US Supreme Court will not step into Demjanjuk Case

The Justice Department said May 19 that an alleged former Nazi death camp guard has exhausted all legal avenues for trying to remain in the United States and the government remains committed to deporting him. The department commented after the Supreme Court refused to step into the case of 88-year-old John Demjanjuk.

A 2005 deportation order would send Demjanjuk to Germany, Poland or his native Ukraine. The Justice Department has not indicated whether those nations are  willing to accept him.

Demjanjuk lives a secluded life in a modest, ranch-style house in a residential neighborhood with his wife, Vera. They keep a no-trespassing sign in their front yard. Their son, John Demjanjuk Jr., said the family has no comment.

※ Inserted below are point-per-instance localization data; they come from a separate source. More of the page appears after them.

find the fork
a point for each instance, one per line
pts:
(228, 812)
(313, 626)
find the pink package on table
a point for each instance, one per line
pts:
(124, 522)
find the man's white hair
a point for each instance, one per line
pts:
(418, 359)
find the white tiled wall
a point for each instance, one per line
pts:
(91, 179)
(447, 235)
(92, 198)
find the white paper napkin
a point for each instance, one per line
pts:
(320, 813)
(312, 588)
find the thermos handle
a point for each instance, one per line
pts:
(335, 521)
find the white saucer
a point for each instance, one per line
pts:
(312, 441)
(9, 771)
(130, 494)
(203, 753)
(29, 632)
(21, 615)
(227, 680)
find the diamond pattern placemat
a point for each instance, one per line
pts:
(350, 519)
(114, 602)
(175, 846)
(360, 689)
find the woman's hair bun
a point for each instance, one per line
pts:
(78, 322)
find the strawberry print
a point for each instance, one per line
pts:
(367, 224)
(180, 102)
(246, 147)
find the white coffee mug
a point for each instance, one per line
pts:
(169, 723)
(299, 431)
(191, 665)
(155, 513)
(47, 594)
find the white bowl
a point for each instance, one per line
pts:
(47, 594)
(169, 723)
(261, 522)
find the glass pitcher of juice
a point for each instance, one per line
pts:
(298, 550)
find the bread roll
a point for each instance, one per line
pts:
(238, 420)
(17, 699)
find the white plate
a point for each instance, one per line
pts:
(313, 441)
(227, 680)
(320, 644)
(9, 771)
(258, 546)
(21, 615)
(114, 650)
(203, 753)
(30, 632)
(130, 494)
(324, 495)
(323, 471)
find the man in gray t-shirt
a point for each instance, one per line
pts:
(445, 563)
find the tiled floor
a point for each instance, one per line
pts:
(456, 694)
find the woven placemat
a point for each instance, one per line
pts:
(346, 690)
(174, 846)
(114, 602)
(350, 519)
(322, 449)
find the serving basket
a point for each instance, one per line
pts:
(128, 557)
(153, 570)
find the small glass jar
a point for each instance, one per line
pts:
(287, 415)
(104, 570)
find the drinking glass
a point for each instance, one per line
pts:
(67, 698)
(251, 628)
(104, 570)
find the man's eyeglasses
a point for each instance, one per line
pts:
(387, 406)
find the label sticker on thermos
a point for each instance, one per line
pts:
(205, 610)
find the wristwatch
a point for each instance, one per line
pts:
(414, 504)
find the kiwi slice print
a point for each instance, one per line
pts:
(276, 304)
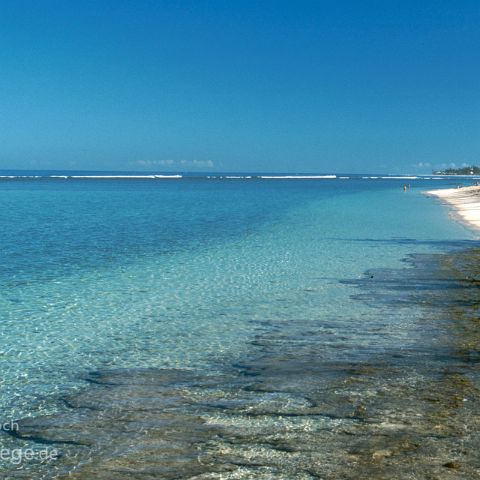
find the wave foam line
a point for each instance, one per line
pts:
(295, 177)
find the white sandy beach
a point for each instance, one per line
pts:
(465, 200)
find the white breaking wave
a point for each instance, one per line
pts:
(296, 177)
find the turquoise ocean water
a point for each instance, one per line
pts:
(182, 273)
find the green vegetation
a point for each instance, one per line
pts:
(460, 171)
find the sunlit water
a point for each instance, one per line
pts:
(200, 274)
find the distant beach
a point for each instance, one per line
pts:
(465, 200)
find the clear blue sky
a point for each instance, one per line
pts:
(286, 86)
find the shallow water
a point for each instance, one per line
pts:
(233, 331)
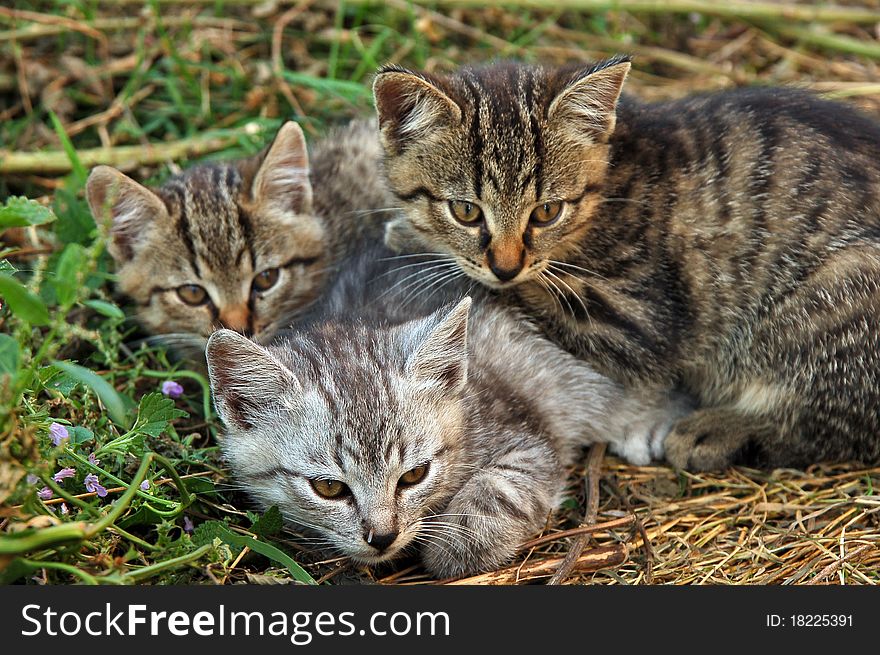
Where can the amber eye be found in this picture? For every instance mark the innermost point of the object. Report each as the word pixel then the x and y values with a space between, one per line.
pixel 330 488
pixel 265 279
pixel 192 294
pixel 413 476
pixel 465 212
pixel 546 213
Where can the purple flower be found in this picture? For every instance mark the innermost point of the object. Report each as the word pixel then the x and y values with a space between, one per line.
pixel 171 389
pixel 58 432
pixel 93 486
pixel 64 473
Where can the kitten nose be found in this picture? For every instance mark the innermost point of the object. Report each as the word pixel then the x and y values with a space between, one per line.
pixel 236 318
pixel 380 541
pixel 508 267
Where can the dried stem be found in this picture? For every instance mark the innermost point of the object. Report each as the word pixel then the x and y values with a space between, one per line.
pixel 594 463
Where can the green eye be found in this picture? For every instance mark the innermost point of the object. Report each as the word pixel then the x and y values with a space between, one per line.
pixel 465 212
pixel 546 213
pixel 413 476
pixel 265 280
pixel 192 294
pixel 330 488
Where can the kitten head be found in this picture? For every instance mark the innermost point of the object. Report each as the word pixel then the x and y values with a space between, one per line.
pixel 354 432
pixel 220 245
pixel 498 166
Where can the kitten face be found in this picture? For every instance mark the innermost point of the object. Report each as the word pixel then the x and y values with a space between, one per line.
pixel 221 245
pixel 499 167
pixel 358 446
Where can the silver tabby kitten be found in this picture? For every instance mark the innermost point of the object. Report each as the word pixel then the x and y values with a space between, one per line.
pixel 384 426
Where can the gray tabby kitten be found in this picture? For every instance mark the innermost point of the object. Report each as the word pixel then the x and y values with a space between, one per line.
pixel 243 244
pixel 383 425
pixel 727 245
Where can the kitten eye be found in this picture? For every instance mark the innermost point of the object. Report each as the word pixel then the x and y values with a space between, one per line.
pixel 192 294
pixel 413 476
pixel 266 279
pixel 330 488
pixel 546 213
pixel 465 212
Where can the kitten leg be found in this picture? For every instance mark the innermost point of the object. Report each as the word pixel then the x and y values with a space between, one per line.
pixel 715 438
pixel 499 508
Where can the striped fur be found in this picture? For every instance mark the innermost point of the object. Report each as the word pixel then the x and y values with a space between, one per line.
pixel 371 385
pixel 219 225
pixel 725 245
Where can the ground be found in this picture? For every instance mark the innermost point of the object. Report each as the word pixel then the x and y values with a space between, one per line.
pixel 152 86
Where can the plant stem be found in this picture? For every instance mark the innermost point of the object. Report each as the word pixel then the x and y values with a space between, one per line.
pixel 60 566
pixel 147 571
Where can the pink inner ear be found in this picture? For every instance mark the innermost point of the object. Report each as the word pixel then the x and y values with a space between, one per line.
pixel 283 178
pixel 409 107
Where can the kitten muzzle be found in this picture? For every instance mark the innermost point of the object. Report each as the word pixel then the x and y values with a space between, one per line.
pixel 380 541
pixel 506 265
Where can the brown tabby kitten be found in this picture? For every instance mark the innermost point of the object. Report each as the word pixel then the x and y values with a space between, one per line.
pixel 725 245
pixel 242 244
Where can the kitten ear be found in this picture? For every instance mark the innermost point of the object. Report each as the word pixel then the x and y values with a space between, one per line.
pixel 129 207
pixel 247 381
pixel 410 107
pixel 441 359
pixel 283 178
pixel 586 108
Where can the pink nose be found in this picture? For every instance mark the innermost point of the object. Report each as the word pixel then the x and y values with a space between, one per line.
pixel 236 318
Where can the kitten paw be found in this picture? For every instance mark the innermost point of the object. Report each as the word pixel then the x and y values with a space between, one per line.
pixel 453 559
pixel 713 439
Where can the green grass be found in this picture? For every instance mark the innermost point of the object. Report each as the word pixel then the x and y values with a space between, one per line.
pixel 67 347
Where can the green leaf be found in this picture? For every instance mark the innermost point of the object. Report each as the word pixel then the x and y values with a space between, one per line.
pixel 54 378
pixel 208 531
pixel 108 395
pixel 155 412
pixel 67 274
pixel 75 223
pixel 10 356
pixel 105 308
pixel 23 302
pixel 269 524
pixel 19 211
pixel 79 171
pixel 79 434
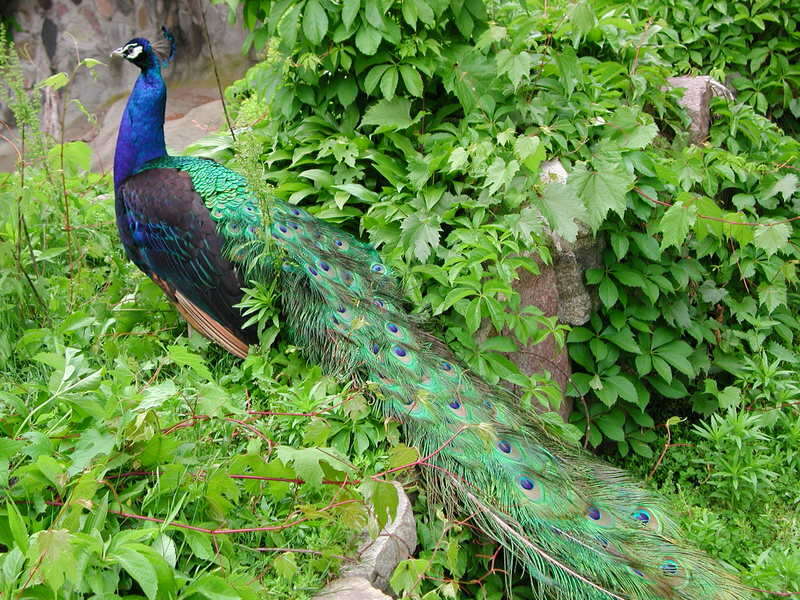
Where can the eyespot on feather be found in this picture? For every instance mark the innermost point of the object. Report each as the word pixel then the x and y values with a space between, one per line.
pixel 674 573
pixel 459 408
pixel 531 488
pixel 509 450
pixel 600 517
pixel 645 518
pixel 402 354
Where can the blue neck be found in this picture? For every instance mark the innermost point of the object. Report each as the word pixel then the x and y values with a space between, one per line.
pixel 141 132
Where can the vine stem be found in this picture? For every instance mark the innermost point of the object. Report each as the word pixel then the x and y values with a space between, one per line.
pixel 717 219
pixel 216 73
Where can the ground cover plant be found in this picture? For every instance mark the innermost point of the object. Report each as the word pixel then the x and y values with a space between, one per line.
pixel 420 125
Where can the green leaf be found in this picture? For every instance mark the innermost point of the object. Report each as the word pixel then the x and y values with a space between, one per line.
pixel 562 208
pixel 212 587
pixel 772 295
pixel 51 550
pixel 368 39
pixel 306 462
pixel 181 355
pixel 389 83
pixel 384 498
pixel 77 157
pixel 288 26
pixel 359 191
pixel 530 151
pixel 155 395
pixel 499 174
pixel 17 526
pixel 91 444
pixel 350 10
pixel 786 186
pixel 601 190
pixel 516 66
pixel 458 158
pixel 420 235
pixel 608 292
pixel 772 237
pixel 285 565
pixel 412 80
pixel 409 574
pixel 315 22
pixel 676 223
pixel 424 11
pixel 622 338
pixel 452 297
pixel 346 90
pixel 611 426
pixel 373 77
pixel 138 567
pixel 402 455
pixel 373 13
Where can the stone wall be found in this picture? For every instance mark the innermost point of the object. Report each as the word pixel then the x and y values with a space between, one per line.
pixel 55 33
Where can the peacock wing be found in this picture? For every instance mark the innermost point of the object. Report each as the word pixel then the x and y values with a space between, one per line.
pixel 169 234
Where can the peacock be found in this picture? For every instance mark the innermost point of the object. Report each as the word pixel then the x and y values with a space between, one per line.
pixel 580 527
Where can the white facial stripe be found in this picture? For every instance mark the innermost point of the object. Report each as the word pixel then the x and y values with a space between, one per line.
pixel 131 51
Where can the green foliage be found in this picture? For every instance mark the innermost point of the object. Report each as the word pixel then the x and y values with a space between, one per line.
pixel 755 46
pixel 422 125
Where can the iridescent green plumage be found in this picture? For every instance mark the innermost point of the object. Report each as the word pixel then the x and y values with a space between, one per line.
pixel 579 526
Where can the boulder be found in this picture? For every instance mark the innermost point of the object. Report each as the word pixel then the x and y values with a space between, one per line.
pixel 697 95
pixel 351 588
pixel 378 558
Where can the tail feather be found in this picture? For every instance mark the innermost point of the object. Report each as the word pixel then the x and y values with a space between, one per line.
pixel 579 526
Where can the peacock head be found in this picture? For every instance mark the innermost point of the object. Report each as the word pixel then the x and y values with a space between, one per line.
pixel 144 54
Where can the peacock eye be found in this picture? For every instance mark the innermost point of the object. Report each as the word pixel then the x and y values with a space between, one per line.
pixel 669 567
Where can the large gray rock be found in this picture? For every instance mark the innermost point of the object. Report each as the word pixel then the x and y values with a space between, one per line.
pixel 351 588
pixel 395 543
pixel 697 95
pixel 558 290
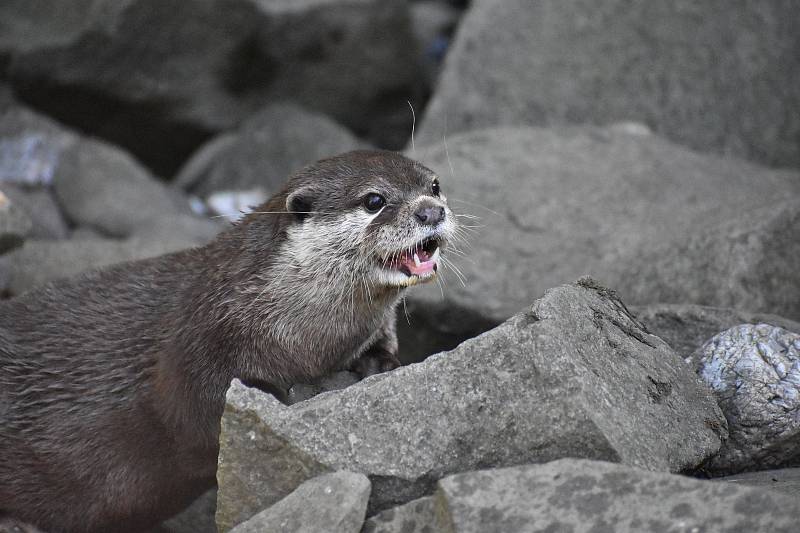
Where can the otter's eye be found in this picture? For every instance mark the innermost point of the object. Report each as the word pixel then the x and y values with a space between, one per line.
pixel 373 202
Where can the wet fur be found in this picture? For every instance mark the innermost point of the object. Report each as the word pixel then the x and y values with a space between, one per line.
pixel 112 383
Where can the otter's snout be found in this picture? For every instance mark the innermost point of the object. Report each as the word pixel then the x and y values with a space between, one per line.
pixel 429 214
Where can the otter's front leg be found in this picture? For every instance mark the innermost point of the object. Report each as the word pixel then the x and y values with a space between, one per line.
pixel 381 353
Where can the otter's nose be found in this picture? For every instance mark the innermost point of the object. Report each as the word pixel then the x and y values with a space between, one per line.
pixel 430 215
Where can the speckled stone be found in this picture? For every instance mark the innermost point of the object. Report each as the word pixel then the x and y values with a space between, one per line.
pixel 754 371
pixel 580 496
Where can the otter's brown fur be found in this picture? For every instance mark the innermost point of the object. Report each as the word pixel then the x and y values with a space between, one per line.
pixel 112 384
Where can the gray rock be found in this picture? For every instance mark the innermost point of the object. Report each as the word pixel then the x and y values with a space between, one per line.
pixel 785 480
pixel 573 376
pixel 331 503
pixel 748 262
pixel 591 496
pixel 15 225
pixel 754 371
pixel 197 518
pixel 416 516
pixel 269 146
pixel 687 327
pixel 103 187
pixel 38 262
pixel 30 146
pixel 183 70
pixel 713 76
pixel 38 203
pixel 556 204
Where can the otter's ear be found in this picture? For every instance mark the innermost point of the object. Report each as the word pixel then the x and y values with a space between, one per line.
pixel 301 202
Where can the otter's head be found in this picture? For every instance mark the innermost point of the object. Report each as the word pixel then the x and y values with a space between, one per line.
pixel 373 219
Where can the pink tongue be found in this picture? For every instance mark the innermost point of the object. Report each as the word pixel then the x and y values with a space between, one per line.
pixel 425 267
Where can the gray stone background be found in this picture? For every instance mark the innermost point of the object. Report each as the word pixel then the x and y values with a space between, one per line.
pixel 652 145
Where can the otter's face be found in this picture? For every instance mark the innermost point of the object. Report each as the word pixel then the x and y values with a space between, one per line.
pixel 374 218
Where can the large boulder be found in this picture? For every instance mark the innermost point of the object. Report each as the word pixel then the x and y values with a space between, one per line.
pixel 572 376
pixel 38 262
pixel 687 327
pixel 589 496
pixel 159 77
pixel 267 147
pixel 555 204
pixel 748 262
pixel 331 503
pixel 714 76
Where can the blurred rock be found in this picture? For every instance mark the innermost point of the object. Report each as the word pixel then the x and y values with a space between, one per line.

He refused a request asking to speak directly with his father.

A message seeking comment was left for Demjanjuk’s lawyer, John Broadley.

A judge ruled in 2002 that documents from World War II prove Demjanjuk was a Nazi guard at various death or forced labour camps.

In January, a three-judge panel of the 6th US Circuit Court of Appeals in Cincinnati rejected Demjanjuk’s challenge to the deportation order. Demjanjuk’s attorney had argued that the chief immigration judge who issued the order was just an administrative official and not entitled to act as an immigration judge.

On May 19, Demjanjuk’s name was on a list of petitioners to the Supreme Court who were unsuccessful in getting the justices to hear their cases.

In 1993, Israel’s Supreme Court ruled that Demjanjuk was not “Ivan the Terrible,” leading to his release from prison. 

Demjanjuk contends that he served in the Soviet Army, was captured by Germany in 1942 and became a prisoner of war.